When I apply this on my data to get names of all columns that are numeric, I DON'T expect to see columns that are non-numeric - for example WindGustDir
and WindDir9am
. However, I'm seeing it WindDir9am
and not WindGustDir
. Question I don't understand why is this the case. How can I fix it so I only get numeric columns?
> numerics <- names(ds)[which(sapply(ds[vars], is.numeric))]
> numerics
[1] "Date" "Location" "MinTemp" "MaxTemp" "Rainfall" "Sunshine" "WindDir9am" "WindDir3pm" "WindSpeed9am"
[10] "WindSpeed3pm" "Humidity9am" "Humidity3pm" "Pressure9am" "Pressure3pm" "Cloud9am" "Cloud3pm"
Here is the link to the data I'm using: http://rattle.togaware.com/weather.csv
Edit
> vars
[1] "MinTemp" "MaxTemp" "Rainfall" "Evaporation" "Sunshine"
[6] "WindGustDir" "WindGustSpeed" "WindDir9am" "WindDir3pm" "WindSpeed9am"
[11] "WindSpeed3pm" "Humidity9am" "Humidity3pm" "Pressure9am" "Pressure3pm"
[16] "Cloud9am" "Cloud3pm" "Temp9am" "Temp3pm" "RainToday"
[21] "RainTomorrow"
Upvotes: 0
Views: 4768
Reputation: 89057
When you do:
which(sapply(ds[vars], is.numeric))
you get the indices of the numeric columns of ds[vars]
(not ds
). So if you want to get back at names, it is important you apply it to names(ds[vars])
and not names(ds)
which has different columns.
names(ds[vars])[which(sapply(ds[vars], is.numeric))]
You can also just do:
vars[which(sapply(ds[vars], is.numeric))]
and even use logical indexing like Richard suggested:
vars[sapply(ds[vars], is.numeric)]
Last, I would consider whether var
is useful at all, see if doing the work directly on df
:
names(df)[sapply(ds, is.numeric)]
gets you what you want.
Upvotes: 3
Reputation: 900
which(sapply(ds[vars], is.numeric))
should provide a vector of indices indicating columns that contain numeric data. Assuming ds
is a data.frame or matrix object, you can then use this vector to subset your original data:
ids <- which(sapply(ds, is.numeric))
foo <- ds[, ids]
edit: On second thought, there's no need for which()

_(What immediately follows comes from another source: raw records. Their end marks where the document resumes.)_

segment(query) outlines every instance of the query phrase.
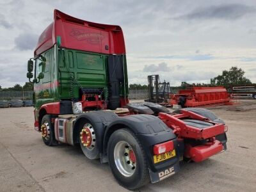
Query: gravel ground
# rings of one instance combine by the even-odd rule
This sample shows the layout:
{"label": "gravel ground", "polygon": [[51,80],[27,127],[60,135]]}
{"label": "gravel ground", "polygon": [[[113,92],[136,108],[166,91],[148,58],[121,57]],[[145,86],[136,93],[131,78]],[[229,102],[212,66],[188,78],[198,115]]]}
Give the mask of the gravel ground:
{"label": "gravel ground", "polygon": [[[226,152],[182,163],[179,173],[141,191],[256,191],[256,100],[241,102],[211,108],[228,125]],[[33,129],[33,110],[0,109],[0,191],[127,191],[108,164],[87,159],[74,147],[45,146]]]}

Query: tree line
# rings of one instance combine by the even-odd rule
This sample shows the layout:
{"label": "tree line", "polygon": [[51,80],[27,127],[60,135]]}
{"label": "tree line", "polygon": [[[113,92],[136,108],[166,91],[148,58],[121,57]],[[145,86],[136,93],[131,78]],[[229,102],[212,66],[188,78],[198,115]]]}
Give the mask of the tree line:
{"label": "tree line", "polygon": [[[228,70],[224,70],[222,74],[211,79],[211,84],[205,83],[192,83],[189,84],[186,81],[181,83],[179,86],[181,89],[185,89],[188,86],[228,86],[231,84],[250,84],[252,81],[244,77],[244,71],[237,67],[232,67]],[[16,84],[13,87],[2,88],[0,86],[0,91],[21,91],[21,90],[33,90],[34,85],[32,83],[26,82],[22,86],[19,84]],[[141,84],[130,84],[131,90],[147,90],[148,85]]]}
{"label": "tree line", "polygon": [[[178,88],[186,89],[189,86],[224,86],[236,84],[251,84],[252,81],[244,77],[244,71],[241,68],[237,67],[232,67],[228,70],[224,70],[221,75],[211,79],[211,83],[188,83],[186,81],[181,82]],[[129,88],[131,90],[147,90],[148,86],[140,84],[130,84]]]}

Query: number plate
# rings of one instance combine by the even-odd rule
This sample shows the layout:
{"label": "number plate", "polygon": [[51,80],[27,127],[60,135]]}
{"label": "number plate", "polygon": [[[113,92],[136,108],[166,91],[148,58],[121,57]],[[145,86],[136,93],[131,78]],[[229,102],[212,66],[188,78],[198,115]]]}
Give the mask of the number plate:
{"label": "number plate", "polygon": [[175,150],[165,152],[159,155],[154,156],[154,163],[159,163],[161,161],[168,159],[176,156]]}

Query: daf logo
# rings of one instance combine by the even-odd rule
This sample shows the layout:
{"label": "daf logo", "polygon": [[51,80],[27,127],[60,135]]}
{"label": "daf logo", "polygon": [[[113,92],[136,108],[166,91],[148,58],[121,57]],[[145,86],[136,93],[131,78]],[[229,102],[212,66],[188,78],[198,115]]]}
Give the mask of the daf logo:
{"label": "daf logo", "polygon": [[159,179],[161,180],[175,173],[175,172],[174,172],[174,167],[171,167],[167,170],[165,170],[164,171],[159,172],[158,173],[158,176],[159,177]]}

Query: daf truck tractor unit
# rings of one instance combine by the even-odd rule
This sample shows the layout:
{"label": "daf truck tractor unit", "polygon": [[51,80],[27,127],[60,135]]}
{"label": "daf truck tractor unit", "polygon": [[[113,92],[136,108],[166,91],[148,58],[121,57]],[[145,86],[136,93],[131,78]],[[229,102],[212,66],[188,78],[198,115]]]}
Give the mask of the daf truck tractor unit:
{"label": "daf truck tractor unit", "polygon": [[87,158],[108,163],[127,189],[176,173],[184,158],[200,162],[226,150],[227,126],[210,111],[170,113],[154,103],[129,103],[118,26],[55,10],[28,71],[34,83],[35,129],[45,144],[79,145]]}

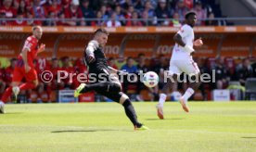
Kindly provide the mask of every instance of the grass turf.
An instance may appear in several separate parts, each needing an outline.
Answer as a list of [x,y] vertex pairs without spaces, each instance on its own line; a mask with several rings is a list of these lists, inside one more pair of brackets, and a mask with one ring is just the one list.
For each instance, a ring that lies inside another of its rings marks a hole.
[[134,131],[116,103],[6,105],[0,151],[256,151],[256,102],[134,103],[148,131]]

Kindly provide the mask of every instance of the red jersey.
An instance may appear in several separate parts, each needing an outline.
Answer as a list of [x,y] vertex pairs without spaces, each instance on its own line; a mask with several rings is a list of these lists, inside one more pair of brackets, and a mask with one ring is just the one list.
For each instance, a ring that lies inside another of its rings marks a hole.
[[13,77],[13,71],[14,71],[14,69],[9,66],[5,70],[5,82],[7,82],[7,83],[10,83],[11,81],[12,81],[12,77]]
[[[28,64],[31,68],[33,68],[33,59],[35,59],[38,51],[38,40],[34,36],[30,36],[25,41],[23,49],[27,48],[29,51],[27,53]],[[18,59],[22,59],[21,54],[18,57]]]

at all. Just subset on the result of your sapply()
:
names(ds[, sapply(ds, is.numeric)])
#[1] "MinTemp" "MaxTemp" "Rainfall" "Evaporation" "Sunshine"
#[6] "WindGustSpeed" "WindSpeed9am" "WindSpeed3pm" "Humidity9am" "Humidity3pm"
#[11] "Pressure9am" "Pressure3pm" "Cloud9am" "Cloud3pm" "Temp9am"
#[16] "Temp3pm" "RISK_MM"
Upvotes: 2